OpenGL Coordinate Systems - tonykwok/made-mistakes-again GitHub Wiki

The global picture

To transform the coordinates from one space to the next coordinate space we'll use several transformation matrices of which the most important are the model, view and projection matrix. Our vertex coordinates first start in local space as local coordinates and are then further processed to world coordinates, view coordinates, clip coordinates and eventually end up as screen coordinates. The following image displays the process and shows what each transformation does:

Figure 1: Different spaces in the graphic pipeline. Source: Adapt from [1]

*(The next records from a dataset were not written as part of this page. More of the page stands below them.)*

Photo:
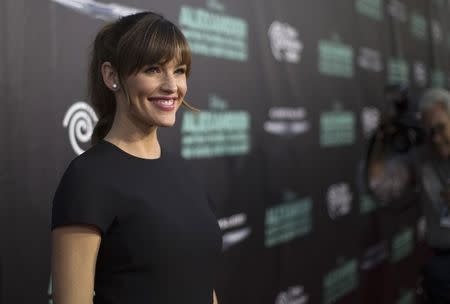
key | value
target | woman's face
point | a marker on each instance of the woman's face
(156, 92)
(437, 121)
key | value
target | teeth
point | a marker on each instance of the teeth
(166, 102)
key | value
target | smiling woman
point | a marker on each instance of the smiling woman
(129, 220)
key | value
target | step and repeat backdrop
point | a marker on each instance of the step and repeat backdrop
(290, 93)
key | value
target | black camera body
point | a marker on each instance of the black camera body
(390, 167)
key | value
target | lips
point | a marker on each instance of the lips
(164, 103)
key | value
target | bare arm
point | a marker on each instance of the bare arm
(74, 255)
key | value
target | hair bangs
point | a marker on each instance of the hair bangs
(162, 42)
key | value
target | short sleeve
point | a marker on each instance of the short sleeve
(82, 198)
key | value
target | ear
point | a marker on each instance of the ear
(110, 76)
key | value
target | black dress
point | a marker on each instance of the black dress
(160, 240)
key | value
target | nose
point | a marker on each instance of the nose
(169, 84)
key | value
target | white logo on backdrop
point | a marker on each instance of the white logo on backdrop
(436, 30)
(397, 10)
(287, 121)
(98, 10)
(284, 42)
(339, 199)
(294, 295)
(80, 120)
(421, 228)
(370, 59)
(370, 117)
(236, 236)
(420, 73)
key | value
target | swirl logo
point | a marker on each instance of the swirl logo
(339, 198)
(80, 120)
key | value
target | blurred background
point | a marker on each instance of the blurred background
(292, 94)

Local coordinates are the coordinates of your object relative to its local origin; they're the coordinates your object begins in.
The next step is to transform the local coordinates to world-space coordinates which are coordinates in respect of a larger world. These coordinates are relative to some global origin of the world, together with many other objects also placed relative to this world's origin.
Next we transform the world coordinates to view-space coordinates in such a way that each coordinate is as seen from the camera or viewer's point of view.
After the coordinates are in view space we want to project them to clip coordinates. Clip coordinates are processed to the -1.0 and 1.0 range and determine which vertices will end up on the screen. Projection to clip-space coordinates can add perspective if using perspective projection.
And lastly we transform the clip coordinates to screen coordinates in a process we call viewport transform that transforms the coordinates from -1.0 and 1.0 to the coordinate range defined by glViewport. The resulting coordinates are then sent to the rasterizer to turn them into fragments.

dougbinks [2]

If you look at the projection matrix calculations you will see that they do not depend on the resolution of the framebuffer, but on the aspect ratio defined by the width / height. This is because the output of the vertex shader is in clip space which is an axis aligned cube with coordinates ranging from (-1.0,-1.0,-1.0) to (+1.0,+1.0,+1.0). The clip space coordinates are transformed to screen space coordinates using the viewport transform you set with glViewport.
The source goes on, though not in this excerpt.